The CLA-ester product of the present invention is obtained by direct isomerization of an unrefined linoleic acid, e.g. a linoleic acid source not subjected to refining steps. The CLA-ester composition has one part comprising at least 50 percent by weight of ester isomers (up to substantially 100 percent) of a mixture of ester isomers of c9,t11-octadecanoic acid ester and t10,c12 -octadecanoic acid ester, a second part comprising less than about 5% percent, preferably less than about 1%, by aggregate weight of ester isomers of the structure 8,10-octadecanoic acid ester, 11,13-octadecanoic acid ester, and trans,trans-octadecanoic acid esters, and a third part containing a phosphatidyl residue of between 0.1 and 0.5 percent of the total composition weight. The alkyl groups may be methyl, ethyl, propyl, isopropyl, butyl, isobutyl and the like. Adjustments in concentration of the c9,t11 and t10,c12 isomers can be made by addition of a composition enriched for one or the other isomer to yield an ester composition wherein the c9,t11, or the t10,c12 respectively contained in the first composition part constitutes greater than 60 percent of the total isomers of octadecanoic acid esters.

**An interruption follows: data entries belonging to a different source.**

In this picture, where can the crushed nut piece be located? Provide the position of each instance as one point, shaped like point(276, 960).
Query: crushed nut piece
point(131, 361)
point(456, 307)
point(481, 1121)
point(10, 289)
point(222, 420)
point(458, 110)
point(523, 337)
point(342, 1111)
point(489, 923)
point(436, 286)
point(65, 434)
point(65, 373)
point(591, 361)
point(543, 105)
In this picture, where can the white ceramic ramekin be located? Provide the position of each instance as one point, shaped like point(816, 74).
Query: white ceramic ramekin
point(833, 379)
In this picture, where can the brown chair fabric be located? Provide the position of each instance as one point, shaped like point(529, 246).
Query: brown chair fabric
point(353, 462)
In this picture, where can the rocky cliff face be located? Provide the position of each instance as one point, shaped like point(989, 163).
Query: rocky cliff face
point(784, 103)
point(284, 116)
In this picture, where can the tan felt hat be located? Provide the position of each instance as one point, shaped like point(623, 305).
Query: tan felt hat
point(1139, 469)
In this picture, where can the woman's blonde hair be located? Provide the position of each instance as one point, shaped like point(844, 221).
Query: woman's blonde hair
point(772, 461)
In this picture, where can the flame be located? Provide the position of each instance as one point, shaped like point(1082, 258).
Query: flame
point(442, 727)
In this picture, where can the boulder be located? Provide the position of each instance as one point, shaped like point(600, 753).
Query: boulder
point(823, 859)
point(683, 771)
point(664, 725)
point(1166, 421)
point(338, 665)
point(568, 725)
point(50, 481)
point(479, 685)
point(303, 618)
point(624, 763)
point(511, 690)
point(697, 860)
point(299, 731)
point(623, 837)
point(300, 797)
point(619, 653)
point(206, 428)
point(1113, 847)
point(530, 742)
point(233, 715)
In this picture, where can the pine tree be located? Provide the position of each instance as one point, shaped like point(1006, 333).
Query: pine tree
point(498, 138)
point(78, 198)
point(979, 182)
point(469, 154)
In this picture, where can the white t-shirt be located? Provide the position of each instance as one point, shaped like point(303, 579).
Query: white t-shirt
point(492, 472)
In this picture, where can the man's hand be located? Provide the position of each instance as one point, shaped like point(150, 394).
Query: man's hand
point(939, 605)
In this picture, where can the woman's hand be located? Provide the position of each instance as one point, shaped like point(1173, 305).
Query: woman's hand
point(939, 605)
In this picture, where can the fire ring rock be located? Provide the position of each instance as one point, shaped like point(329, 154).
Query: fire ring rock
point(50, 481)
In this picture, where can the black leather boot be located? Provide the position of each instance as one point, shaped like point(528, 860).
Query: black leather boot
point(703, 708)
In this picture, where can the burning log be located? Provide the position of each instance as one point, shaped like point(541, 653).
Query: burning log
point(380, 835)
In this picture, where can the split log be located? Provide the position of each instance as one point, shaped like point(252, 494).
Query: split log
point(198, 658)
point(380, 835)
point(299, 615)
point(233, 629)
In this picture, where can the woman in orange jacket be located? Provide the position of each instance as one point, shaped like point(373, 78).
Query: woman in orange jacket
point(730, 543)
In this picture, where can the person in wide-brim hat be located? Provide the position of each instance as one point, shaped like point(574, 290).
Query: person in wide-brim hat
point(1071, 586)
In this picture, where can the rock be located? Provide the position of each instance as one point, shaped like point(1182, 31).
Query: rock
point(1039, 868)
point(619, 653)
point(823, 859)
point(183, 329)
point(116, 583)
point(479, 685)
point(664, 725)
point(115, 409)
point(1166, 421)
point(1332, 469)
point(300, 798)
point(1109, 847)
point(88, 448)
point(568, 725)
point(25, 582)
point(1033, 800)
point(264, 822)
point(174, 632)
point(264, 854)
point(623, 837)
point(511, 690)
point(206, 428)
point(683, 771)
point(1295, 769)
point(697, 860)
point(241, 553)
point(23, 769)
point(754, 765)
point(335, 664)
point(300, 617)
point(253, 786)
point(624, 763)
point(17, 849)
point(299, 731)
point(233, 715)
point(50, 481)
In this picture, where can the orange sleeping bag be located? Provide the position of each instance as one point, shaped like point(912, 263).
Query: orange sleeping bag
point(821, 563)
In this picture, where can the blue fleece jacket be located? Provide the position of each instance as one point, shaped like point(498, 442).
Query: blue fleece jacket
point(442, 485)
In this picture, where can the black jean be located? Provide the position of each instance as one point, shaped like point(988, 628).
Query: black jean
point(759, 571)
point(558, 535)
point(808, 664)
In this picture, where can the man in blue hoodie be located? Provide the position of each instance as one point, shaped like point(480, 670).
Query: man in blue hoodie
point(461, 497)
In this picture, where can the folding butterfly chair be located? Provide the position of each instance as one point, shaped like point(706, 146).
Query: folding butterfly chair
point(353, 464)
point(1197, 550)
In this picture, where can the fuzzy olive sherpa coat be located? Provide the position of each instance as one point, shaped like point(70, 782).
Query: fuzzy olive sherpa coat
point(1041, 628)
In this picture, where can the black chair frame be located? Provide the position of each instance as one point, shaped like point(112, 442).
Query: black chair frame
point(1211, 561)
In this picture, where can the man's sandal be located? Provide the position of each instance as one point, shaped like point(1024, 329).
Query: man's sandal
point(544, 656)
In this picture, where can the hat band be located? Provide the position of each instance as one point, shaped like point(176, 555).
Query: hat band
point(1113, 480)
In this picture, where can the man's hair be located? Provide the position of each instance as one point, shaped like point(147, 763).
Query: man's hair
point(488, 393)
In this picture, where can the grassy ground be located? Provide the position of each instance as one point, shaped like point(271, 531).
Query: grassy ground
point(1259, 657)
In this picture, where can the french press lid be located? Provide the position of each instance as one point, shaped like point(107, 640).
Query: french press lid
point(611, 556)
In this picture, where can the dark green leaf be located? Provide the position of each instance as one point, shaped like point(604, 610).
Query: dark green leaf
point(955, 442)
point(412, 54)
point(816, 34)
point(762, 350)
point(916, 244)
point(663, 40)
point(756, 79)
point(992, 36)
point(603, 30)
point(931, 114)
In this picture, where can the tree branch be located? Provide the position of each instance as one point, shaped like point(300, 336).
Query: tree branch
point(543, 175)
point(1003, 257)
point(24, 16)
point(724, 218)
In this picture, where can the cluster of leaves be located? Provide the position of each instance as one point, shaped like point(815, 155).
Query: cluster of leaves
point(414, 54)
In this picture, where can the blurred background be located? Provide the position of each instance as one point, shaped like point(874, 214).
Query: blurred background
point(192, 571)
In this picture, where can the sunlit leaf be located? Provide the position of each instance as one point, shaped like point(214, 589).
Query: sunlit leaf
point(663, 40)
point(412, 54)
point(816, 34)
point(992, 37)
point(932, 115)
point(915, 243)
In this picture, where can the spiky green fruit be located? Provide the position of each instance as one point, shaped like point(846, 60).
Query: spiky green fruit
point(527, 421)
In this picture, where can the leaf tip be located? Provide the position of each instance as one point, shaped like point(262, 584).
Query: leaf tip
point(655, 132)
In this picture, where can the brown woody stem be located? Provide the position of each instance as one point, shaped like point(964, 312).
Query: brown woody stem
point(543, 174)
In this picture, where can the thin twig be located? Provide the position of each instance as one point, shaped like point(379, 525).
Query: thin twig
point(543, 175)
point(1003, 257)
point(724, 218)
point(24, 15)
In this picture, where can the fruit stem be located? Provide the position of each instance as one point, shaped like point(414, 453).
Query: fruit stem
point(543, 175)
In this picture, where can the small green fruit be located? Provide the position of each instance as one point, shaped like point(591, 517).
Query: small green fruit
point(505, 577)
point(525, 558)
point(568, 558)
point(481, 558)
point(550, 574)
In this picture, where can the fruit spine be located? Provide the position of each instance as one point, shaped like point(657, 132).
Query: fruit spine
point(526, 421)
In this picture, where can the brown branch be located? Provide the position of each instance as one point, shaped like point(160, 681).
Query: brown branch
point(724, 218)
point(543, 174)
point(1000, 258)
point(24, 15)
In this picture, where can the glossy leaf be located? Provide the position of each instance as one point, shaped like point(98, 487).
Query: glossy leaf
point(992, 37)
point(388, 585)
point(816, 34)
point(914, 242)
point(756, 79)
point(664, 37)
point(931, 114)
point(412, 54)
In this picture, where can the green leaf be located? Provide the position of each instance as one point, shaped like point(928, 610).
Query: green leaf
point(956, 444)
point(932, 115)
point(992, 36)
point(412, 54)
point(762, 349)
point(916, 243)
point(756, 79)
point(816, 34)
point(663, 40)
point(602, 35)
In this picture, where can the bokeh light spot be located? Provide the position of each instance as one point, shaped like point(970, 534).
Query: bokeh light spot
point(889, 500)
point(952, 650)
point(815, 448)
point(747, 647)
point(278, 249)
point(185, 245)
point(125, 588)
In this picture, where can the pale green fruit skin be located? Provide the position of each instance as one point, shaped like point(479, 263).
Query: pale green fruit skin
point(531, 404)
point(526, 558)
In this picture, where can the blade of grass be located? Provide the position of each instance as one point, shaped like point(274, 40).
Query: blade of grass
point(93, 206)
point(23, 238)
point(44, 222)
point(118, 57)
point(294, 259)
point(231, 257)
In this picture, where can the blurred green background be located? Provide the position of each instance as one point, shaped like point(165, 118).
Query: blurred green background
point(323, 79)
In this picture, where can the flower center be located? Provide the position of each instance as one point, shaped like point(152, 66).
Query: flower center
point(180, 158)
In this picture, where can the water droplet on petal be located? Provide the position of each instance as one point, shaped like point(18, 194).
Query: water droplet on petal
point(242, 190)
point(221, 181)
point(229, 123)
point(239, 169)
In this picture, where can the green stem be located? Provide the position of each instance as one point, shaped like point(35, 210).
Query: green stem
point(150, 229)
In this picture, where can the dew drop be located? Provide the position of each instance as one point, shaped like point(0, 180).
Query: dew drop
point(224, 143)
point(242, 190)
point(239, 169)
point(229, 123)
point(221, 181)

In the process embodiment of the present invention resulting in a food grade composition suitable for an animal feed, food ingredient, or human dietary supplement, an unrefined CLA-ester having a phosphatidyl residue less than 0.5 percent is treated with an alkali alcoholate in the presence of a monohydric low molecular weight alcohol such as methyl or ethyl alcohol, continuing the treatment at low temperature (about 90 to 145 degrees C.) until at least 50 percent of the ester is converted to CLA-ester, acidifying by addition of an aqueous acid, and then separating the CLA-ester from the aqueous acid without a distillation step.